When this article was originally published in Psychological Medicine it contained a couple of errors in the methods section of the manuscript and Supplementary Table 1.
In the following paragraph in the methods section under the “Predictor engineering and lookbehind window” subheading:
“This model is bound by a maximum input sequence length of 512 tokens. For each patient, the first 512 tokens from each clinical note within the 180 days lookbehind prior to a prediction time were extracted and input to the model, yielding a contextualized embedding of the text with 384 dimensions.”

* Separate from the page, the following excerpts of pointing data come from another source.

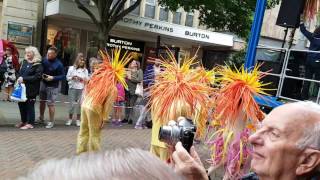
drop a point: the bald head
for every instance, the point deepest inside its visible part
(287, 142)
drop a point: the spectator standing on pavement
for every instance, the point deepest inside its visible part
(134, 77)
(148, 79)
(77, 77)
(53, 73)
(94, 64)
(10, 74)
(312, 66)
(30, 74)
(118, 106)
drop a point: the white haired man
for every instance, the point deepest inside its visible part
(285, 147)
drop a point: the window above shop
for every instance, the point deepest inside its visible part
(164, 14)
(189, 19)
(176, 18)
(150, 8)
(136, 11)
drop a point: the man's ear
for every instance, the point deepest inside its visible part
(309, 161)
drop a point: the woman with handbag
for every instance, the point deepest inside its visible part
(77, 77)
(10, 75)
(134, 77)
(30, 74)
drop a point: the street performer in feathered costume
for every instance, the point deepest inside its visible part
(237, 114)
(178, 91)
(99, 96)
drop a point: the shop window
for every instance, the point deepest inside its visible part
(136, 11)
(66, 40)
(176, 18)
(150, 8)
(189, 20)
(164, 14)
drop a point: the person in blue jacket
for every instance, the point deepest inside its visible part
(312, 64)
(53, 73)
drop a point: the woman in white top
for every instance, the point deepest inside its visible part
(77, 76)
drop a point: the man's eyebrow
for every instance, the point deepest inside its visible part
(272, 127)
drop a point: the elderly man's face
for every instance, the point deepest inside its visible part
(51, 55)
(275, 151)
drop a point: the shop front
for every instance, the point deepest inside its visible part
(72, 32)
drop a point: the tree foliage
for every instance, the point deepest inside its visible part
(222, 15)
(109, 13)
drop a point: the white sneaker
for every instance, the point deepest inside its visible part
(49, 125)
(68, 122)
(78, 122)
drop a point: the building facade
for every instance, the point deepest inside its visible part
(21, 22)
(140, 31)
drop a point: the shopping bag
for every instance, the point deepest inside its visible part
(19, 93)
(139, 90)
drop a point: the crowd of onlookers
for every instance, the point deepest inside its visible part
(42, 77)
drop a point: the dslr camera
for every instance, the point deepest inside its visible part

“512 tokens” has been replaced with “128 tokens”, such that the paragraph will read as follows:
“This model is bound by a maximum input sequence length of 128 tokens. For each patient, the first 128 tokens from each clinical note within the 180 days lookbehind prior to a prediction time were extracted and input to the model, yielding a contextualized embedding of the text with 384 dimensions.”
In Supplementary Table 1, under “Text features/embeddings”, the following text:
“Embeddings, each with 384 dimensions, were generated from the first 512 tokens of each note within the 180 days window These were then averaged to create an aggregate embedding with 384 dimensions.”
Has been replaced with:
“Embeddings, each with 384 dimensions, were generated from the first 128 tokens of each note within the 180 days window. These were then averaged to create an aggregate embedding with 384 dimensions.”
The authors apologise for this error.